De Coster hekelde de eenzijdigheid van de dagelijkse cijfers over coronadoden en ziekenhuisopnames. ‘Een dagelijkse update over de cijfers rond werkloosheid, overlijdens door uitgestelde operaties, partnergeweld, zelfdoding, armoede, verslaving, …  hoort er ook bij om een volledig beeld te geven van de situatie’, stelde ze. Dat alles moeten we er in haar ogen bij betrekken om te beoordelen of de coronamaatregelen de goede zijn.

Haar stuk riep felle reacties op. Ze kreeg het verwijt onvermeld te laten waar het bij de lockdown allemaal om te doen was: die R-nul waar Giordano over schreef onder de één te krijgen en een ineenstorting van de gezondheidzorg te voorkomen. Maar ze stelde wel relevante, vergeten vragen, zoals welke schade van de genomen maatregelen buiten beeld blijft en wat mensen in verzorgingstehuizen er nu eigenlijk zelf van vinden.

De exit­strategie

Wat zijn de behoeften en vragen van burgers uit verschillende geledingen van de samenleving? Die vraag zou naar het inzicht van het Rathenau Instituut een belangrijke leidraad moeten zijn bij het ontwikkelen van de plannen hoe we stapje voor stapje de coronamaatregelen kunnen lossen en de weg vooruit weer kunnen vinden.

Op 6 mei presenteerde de Nederlandse regering haar exitstrategie. Het is een broodnodig stappenplan voor wat wanneer weer mag. Maar dat is natuurlijk nog maar een pril begin. Nu is het zaak uit te werken hoe we samen verantwoord handelen vormgeven, in huis, op school, op het werk, in de openbare ruimte. En hoe we de diepe wonden die Covid-19 in de maatschappij heeft geslagen kunnen helen.

Meer dan ooit is het zaak daarbij niet blind te varen op de raad van de experts, maar om de denkkracht en betrokkenheid van burgers uit alle geledingen van de samenleving te mobiliseren en hun worstelingen, verlangens en ideeën centraal te stellen.

Dit artikel verscheen eerder bij het Rathenau Instituut en is op verzoek van het Rathenau Instituut geschreven door journalist Tomas Vanheste.

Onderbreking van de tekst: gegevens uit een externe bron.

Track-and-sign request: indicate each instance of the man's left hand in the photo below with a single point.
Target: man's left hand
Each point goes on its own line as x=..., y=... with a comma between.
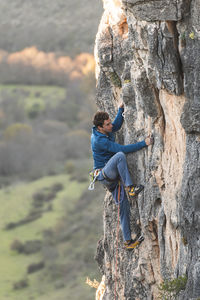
x=149, y=140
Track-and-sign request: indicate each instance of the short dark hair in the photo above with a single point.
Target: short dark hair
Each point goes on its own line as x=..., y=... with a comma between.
x=99, y=118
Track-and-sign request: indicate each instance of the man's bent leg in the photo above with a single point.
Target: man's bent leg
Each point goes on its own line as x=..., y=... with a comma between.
x=125, y=218
x=117, y=166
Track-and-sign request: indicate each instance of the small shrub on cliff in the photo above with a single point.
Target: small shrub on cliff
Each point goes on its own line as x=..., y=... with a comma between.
x=170, y=289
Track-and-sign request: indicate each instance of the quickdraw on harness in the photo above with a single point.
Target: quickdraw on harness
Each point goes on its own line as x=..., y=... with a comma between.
x=93, y=177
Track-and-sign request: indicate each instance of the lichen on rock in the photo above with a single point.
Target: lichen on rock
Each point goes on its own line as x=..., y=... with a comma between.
x=141, y=42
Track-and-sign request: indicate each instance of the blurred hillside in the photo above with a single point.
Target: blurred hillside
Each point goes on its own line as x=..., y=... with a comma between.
x=31, y=66
x=61, y=26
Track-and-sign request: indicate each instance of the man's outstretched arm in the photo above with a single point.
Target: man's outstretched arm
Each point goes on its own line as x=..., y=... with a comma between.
x=118, y=119
x=113, y=147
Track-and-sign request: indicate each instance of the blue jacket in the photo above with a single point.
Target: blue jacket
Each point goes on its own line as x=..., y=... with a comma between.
x=104, y=147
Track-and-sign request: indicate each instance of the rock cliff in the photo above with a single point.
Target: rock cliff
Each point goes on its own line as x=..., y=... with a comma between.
x=147, y=54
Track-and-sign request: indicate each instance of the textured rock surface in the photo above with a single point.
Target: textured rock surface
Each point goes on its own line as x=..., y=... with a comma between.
x=147, y=55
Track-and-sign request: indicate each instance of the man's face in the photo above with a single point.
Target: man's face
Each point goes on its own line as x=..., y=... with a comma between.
x=107, y=127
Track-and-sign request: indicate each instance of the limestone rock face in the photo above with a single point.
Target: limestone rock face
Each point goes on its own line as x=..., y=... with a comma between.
x=147, y=55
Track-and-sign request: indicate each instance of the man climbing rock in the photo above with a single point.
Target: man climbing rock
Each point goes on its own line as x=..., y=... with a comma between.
x=111, y=169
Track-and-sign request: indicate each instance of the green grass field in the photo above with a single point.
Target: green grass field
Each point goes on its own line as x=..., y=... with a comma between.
x=16, y=202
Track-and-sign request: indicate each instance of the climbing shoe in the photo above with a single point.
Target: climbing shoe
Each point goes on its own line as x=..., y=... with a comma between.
x=135, y=190
x=130, y=245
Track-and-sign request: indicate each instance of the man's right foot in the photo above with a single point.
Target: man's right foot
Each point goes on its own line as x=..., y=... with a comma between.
x=130, y=245
x=135, y=190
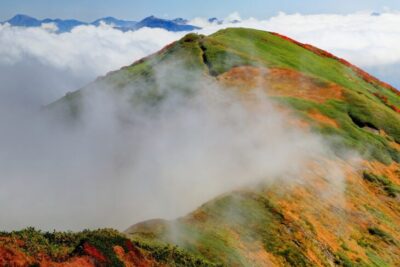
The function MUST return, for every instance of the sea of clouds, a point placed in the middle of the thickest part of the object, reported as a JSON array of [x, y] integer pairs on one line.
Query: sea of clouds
[[52, 64]]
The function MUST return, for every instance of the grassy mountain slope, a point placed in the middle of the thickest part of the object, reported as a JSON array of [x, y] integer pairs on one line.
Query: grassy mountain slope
[[279, 224]]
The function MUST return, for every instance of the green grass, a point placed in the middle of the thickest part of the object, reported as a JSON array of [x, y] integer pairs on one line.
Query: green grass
[[349, 135], [383, 182]]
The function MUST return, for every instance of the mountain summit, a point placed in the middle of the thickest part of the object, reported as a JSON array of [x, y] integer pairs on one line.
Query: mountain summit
[[316, 220], [175, 25]]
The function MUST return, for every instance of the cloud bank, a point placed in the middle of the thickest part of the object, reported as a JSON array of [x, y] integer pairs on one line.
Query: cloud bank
[[53, 64], [105, 173], [123, 163]]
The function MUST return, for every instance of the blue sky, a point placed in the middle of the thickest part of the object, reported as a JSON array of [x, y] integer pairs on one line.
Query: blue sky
[[136, 9]]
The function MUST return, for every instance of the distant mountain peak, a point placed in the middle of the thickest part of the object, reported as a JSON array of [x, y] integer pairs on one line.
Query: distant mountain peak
[[178, 24]]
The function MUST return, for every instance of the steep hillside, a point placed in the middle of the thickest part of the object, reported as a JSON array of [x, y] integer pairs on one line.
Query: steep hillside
[[309, 222]]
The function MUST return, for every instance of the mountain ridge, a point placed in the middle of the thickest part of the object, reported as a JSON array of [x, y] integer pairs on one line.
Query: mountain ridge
[[311, 221], [67, 25]]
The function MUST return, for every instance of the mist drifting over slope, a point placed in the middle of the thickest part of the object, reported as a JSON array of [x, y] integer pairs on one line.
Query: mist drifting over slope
[[53, 64], [123, 163]]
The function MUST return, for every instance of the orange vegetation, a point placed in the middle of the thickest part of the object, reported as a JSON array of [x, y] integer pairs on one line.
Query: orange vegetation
[[280, 82], [364, 75], [317, 116]]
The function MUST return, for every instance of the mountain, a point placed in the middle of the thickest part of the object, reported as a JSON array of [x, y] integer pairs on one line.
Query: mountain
[[64, 25], [115, 22], [170, 25], [351, 221], [24, 21], [176, 25]]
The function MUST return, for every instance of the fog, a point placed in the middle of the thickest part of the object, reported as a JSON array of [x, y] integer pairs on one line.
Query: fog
[[122, 163]]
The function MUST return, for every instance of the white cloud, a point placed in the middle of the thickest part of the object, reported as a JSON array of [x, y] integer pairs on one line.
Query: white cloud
[[75, 58], [61, 168], [367, 40], [78, 57]]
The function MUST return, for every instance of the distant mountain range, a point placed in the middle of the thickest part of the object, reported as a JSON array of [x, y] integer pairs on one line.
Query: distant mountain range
[[175, 25]]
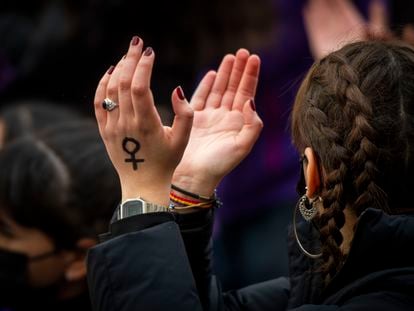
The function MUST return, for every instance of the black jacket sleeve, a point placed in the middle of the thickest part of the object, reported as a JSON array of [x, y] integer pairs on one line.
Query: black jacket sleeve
[[151, 263]]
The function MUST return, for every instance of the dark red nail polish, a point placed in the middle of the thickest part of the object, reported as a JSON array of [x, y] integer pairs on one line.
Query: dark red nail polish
[[148, 51], [135, 40], [253, 105], [180, 93], [110, 69]]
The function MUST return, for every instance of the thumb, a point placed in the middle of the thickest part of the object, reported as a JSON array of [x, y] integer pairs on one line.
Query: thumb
[[252, 125], [183, 120]]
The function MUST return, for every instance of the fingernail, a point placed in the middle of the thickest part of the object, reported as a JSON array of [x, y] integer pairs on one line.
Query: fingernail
[[110, 69], [135, 40], [180, 93], [148, 51], [252, 104]]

Vanheste (1968) studeerde wijsbegeerte van wetenschap, technologie en samenleving aan de Universiteit Twente, waar hij ook promoveerde. Hij was verbonden aan Vrij Nederland en De Correspondent en schrijft nu onder meer voor De Groene Amsterdammer. In de komende tijd zal hij als gastschrijver vaker berichten over Europese ontwikkelingen.

0

Reacties (1)

#1 Le Redoutable

Het OMT is nodig omdat geen enkele politicus hier ook maar enig verstand van heeft, je ziet ook dat hun advies door vrijwel alle burgers en politici aanvaard wordt. Voor de volgende ronde ligt dat anders, op het vlak van sociaaleconomische zaken zijn politici veel meer thuis. Daarnaast hebben zij een heel scala aan vaste denktanks en planbureau ’s die hun daar extra advies over kunnen geven.

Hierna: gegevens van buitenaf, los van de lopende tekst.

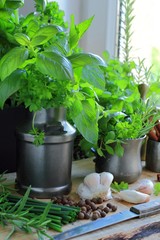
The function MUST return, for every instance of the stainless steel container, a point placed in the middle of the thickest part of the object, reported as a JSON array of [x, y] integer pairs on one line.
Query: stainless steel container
[[47, 167], [127, 168]]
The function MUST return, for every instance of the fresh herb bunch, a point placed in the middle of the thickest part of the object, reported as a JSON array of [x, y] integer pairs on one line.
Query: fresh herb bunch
[[50, 69], [32, 216], [123, 113]]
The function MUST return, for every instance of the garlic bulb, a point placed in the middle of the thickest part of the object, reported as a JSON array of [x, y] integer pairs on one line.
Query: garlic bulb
[[133, 196], [96, 185], [145, 186]]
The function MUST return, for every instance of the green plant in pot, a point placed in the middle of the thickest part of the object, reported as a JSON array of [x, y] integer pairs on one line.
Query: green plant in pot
[[125, 116], [124, 121], [47, 72]]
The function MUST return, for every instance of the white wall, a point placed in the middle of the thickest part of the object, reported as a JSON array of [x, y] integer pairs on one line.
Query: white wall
[[102, 33]]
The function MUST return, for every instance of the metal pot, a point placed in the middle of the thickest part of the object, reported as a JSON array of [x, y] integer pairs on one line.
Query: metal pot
[[47, 167], [127, 168]]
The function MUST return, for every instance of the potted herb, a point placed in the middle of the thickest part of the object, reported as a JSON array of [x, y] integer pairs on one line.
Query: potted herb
[[47, 71], [124, 121]]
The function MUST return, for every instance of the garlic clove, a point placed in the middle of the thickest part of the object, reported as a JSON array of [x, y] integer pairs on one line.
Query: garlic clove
[[92, 181], [133, 196], [92, 186], [145, 186], [106, 178], [84, 192]]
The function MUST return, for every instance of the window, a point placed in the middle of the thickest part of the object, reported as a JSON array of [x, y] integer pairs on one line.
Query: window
[[145, 40]]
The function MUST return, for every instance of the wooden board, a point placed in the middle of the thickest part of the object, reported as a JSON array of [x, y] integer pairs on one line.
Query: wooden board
[[79, 170]]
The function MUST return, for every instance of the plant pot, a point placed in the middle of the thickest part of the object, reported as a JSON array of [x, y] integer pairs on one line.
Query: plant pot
[[153, 156], [47, 167], [127, 168]]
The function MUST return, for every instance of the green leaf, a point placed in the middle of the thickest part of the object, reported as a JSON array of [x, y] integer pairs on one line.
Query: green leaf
[[22, 39], [157, 188], [32, 28], [2, 2], [45, 213], [94, 75], [83, 59], [119, 150], [10, 85], [14, 4], [55, 65], [109, 149], [73, 34], [99, 151], [12, 61], [77, 31], [86, 121], [44, 34], [13, 230]]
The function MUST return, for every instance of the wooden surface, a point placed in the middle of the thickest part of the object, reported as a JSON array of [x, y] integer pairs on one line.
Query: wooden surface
[[79, 170]]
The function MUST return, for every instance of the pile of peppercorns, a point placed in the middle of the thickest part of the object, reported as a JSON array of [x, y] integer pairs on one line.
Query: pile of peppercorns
[[89, 209]]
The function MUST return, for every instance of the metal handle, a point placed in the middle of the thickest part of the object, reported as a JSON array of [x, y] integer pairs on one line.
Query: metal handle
[[147, 209]]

Wat daarbij komt is dat het OMT met vrij harde feiten komt, een vol IC bed is een vol IC bed en die R waarde blijkt vrij feilloos te kloppen met de cijfers achteraf. Als we sociologen, economen en andere experts erbij gaan betrekken wordt het al snel politiek. Tekenend is al dat ze opinie stukken in de krant schrijven, opinie is geen wetenschap maar politiek.

Met het Corona management is de democratie tijdelijk opzij gezet, dit was in de haast nodig, maar dit moet nu teruggedraaid worden. De vervolg maatregelen moeten gewoon via de 2e kamer verlopen waar de kiezers via hun partij vertegenwoordigd zijn. Hierbij moeten we niet naar individuen of kleine groepjes die hard schreeuwen kijken, maar naar de gehele democratische achterban.